The majority of the audience now seems to understand that delays are a necessary evil for large and complex projects. But they’re still a bummer. Bethesda director and executive producer Todd Howard has been on the interview circuit promoting the game, as part of which he and Xbox head Phil Spencer sat down with the Washington Post, and during that chat Howard put the delays down to a mix of production and pandemic issues.
The Post reporter first of all noted they’d landed on Earth while playing the game, and half-expected to find the DC of Fallout 3 (in Starfield, Earth has suffered an extinction event).
“We talked about it,” laughs Howard, “Oh, we planned, and those plans went out the window.
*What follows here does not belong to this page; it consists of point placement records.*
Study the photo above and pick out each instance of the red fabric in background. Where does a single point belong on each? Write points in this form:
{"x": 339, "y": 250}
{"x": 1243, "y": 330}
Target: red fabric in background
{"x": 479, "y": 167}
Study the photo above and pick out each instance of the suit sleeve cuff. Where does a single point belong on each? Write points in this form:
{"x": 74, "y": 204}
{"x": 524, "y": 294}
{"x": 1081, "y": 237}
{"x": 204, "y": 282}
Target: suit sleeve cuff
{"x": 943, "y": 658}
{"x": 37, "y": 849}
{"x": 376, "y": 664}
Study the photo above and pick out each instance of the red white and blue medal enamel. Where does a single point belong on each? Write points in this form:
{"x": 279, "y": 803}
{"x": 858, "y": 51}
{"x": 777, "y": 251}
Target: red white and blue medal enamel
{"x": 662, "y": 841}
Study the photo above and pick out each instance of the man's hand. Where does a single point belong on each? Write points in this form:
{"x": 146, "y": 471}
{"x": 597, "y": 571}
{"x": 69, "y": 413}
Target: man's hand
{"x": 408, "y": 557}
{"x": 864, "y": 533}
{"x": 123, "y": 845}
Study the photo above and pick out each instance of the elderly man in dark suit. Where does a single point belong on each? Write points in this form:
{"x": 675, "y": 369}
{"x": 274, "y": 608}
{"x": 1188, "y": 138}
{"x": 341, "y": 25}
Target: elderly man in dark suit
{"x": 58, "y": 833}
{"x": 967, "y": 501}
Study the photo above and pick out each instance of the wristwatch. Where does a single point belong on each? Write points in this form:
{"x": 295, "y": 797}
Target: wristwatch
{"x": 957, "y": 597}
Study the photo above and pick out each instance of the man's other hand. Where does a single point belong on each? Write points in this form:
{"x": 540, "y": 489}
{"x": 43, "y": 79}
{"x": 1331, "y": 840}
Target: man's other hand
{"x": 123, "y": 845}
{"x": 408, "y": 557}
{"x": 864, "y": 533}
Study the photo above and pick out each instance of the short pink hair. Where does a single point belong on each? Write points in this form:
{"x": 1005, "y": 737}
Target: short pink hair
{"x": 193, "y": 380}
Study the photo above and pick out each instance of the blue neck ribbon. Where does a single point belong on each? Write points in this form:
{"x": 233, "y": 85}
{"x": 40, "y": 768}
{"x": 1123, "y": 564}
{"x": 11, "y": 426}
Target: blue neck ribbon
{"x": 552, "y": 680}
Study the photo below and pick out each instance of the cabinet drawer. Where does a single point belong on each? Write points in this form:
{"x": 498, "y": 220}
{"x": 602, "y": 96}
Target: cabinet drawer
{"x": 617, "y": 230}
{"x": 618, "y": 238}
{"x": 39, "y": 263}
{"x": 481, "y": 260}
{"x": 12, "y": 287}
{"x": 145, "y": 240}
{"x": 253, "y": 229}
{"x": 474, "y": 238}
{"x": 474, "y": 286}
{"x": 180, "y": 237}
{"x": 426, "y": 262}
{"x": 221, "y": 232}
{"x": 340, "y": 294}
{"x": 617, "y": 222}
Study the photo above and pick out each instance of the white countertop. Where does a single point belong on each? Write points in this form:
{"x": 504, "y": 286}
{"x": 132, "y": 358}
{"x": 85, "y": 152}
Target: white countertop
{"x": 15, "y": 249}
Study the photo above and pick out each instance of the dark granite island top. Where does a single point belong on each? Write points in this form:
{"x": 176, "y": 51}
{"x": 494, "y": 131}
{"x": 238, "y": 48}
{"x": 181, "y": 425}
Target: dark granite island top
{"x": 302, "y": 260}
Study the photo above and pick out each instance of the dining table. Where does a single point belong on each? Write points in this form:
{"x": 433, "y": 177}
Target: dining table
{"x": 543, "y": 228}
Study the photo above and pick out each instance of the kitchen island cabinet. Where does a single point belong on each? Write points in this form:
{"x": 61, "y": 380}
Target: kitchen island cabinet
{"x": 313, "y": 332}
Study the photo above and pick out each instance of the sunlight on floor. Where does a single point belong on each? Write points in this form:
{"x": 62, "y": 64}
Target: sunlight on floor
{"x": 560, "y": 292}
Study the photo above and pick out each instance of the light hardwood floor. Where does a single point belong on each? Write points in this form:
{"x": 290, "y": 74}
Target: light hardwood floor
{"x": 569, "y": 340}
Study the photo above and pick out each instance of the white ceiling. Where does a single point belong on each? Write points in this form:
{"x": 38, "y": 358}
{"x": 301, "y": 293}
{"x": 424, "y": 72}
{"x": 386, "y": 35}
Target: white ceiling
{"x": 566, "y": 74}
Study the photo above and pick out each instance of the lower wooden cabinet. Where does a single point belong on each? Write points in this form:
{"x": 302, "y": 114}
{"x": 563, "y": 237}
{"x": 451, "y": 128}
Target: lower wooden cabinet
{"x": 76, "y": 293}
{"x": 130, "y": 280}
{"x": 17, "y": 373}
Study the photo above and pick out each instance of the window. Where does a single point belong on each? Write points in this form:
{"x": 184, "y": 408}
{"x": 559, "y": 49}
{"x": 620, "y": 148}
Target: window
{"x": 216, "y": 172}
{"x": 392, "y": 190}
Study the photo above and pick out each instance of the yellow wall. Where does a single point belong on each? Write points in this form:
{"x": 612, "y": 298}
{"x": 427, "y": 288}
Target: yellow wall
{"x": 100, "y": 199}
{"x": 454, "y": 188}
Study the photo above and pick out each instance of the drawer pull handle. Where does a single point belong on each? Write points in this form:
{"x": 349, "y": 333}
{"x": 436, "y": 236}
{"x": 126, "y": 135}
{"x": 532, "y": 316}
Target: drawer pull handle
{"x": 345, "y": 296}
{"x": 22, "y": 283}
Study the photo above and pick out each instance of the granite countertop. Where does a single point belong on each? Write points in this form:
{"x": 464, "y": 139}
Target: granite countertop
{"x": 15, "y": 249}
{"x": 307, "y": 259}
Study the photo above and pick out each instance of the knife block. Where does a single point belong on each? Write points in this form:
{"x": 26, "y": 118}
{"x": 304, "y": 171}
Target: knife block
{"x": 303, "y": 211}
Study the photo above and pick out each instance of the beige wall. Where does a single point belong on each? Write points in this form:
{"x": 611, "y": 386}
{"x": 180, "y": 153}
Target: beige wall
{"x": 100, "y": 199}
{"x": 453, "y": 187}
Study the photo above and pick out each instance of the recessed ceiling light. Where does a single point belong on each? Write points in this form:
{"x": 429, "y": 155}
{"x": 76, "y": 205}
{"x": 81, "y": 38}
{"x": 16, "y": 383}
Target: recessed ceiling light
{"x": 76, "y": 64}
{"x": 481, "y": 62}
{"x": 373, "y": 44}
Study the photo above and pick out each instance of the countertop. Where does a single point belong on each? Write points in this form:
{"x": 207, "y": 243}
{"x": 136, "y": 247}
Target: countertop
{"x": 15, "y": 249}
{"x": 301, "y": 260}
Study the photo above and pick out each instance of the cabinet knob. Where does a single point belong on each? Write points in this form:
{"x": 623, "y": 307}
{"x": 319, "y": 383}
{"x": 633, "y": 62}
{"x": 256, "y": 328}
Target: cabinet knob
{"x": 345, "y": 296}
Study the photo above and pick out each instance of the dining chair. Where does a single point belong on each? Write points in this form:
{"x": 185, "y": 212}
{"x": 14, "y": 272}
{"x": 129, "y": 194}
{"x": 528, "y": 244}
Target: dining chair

We knew we were going to rewrite parts of the engine, so we started building technology for the planets and the outer space stuff on our previous engine and renderer.”
This culminated in Bethesda realising they’d done years of work that needed porting to a newer version of its in-house engine: Bethesda’s previous games are made using the Creation Engine, while Starfield is the first to use Creation Engine 2. At around the same time the Covid-19 pandemic hit, and like everyone else the studio had to quickly adapt to remote working.
The game was at one point scheduled for a 2022 release but this changed things, with Howard saying working from home made the process “very, very slow.” When choosing the original November 2022 release date “we had lots of buffer and we felt really good about it,” said Howard, “[but] as things moved on, we were off by a percentage, and a percentage when it comes to the scale of this game turns out to be a lot of time. We felt [the delay] was the right thing to do to give us the time we required.”
Elsewhere in the interview Howard talks about making a space game in the wider context of gaming history: Many consider 1962’s Spacewar! to be the first videogame, while you don’t have to go too far in our industry to find someone who will tell you the original Elite is still the best game ever. Starfield now sits in that lineage, one of those games rooted in Terra Firma that reaches up and grasps for the stars.
“It’s something we always talked about here,” said Howard. “A few years in, we figured out why people try and stop or don’t want to do it all the way. But we are in a fortunate position to have the support and time to do it.”